Government proposes subsidy cut
In a move toward addressing this drain on profits, the Social Democrat-Green coalition government has proposed a cut in the transfers under the name of a "solidarity pact." Under its provisions subsidies from 2005 to 2019 would amount to $157 billion--an 85 percent yearly cut from present levels.

"We have a vital interest that [the East] doesn’t remain a subsidized area in the long term," said Rolf Schwanitz,, Chancellor Gerhard Schröder’s special representative for the eastern states.

Meanwhile, the German parliament has met to discuss drafting laws aimed at implementing the recommendations of the Hartz commission on unemployment and "labor market reforms." Commission members have claimed that their proposals would reduce official levels of unemployment by half

within three years. Official joblessness has hovered at around 4 million for four consecutive months.

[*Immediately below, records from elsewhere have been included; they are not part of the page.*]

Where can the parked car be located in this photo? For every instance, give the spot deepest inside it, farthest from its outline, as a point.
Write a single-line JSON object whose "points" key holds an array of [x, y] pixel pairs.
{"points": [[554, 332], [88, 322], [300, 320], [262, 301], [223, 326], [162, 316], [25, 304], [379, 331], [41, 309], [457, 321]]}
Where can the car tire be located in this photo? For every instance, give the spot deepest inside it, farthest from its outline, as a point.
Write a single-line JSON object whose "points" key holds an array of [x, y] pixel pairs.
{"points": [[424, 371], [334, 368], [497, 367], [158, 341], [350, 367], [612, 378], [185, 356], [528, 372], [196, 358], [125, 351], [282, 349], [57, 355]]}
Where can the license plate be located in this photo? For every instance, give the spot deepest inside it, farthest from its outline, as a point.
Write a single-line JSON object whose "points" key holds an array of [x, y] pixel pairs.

During his election campaign Schröder appointed Volkswagen personnel director Peter Hartz to head the commission. Among its proposals, the commission recommended the establishment of "personnel service agencies"--temp agencies--that would employ anyone who had been unemployed for six months.

Workers hired by the agencies would be obliged to take the short-term work they were given or have their unemployment benefits docked. Every jobless person would be expected to accept a lower wage than before or face a cut in benefits. Single workers would be required to move anywhere in the country for a job or face similar deductions. The plan would force workers to report to "job centers" or face unemployment payment deductions for every day they delay.

The Schröder government has set up a labor and economics "super-ministry" charged with implementing the commission’s labor market "reforms." The ministry is also promoting cuts to social security benefits, reductions in job security for older workers, the creation of a "low wage sector" of the workforce, and measures to make it easier for bosses to fire workers.

Meanwhile, the head of the Confederation of German Trade Unions has warned of "a winter of labor unrest over health service and public sector pay," Reuters reported. The German Medical Association has called on health-care workers to protest planned cuts in health spending that have been backed by Schröder and Health and Social Affairs Minister Ulla Schmidt.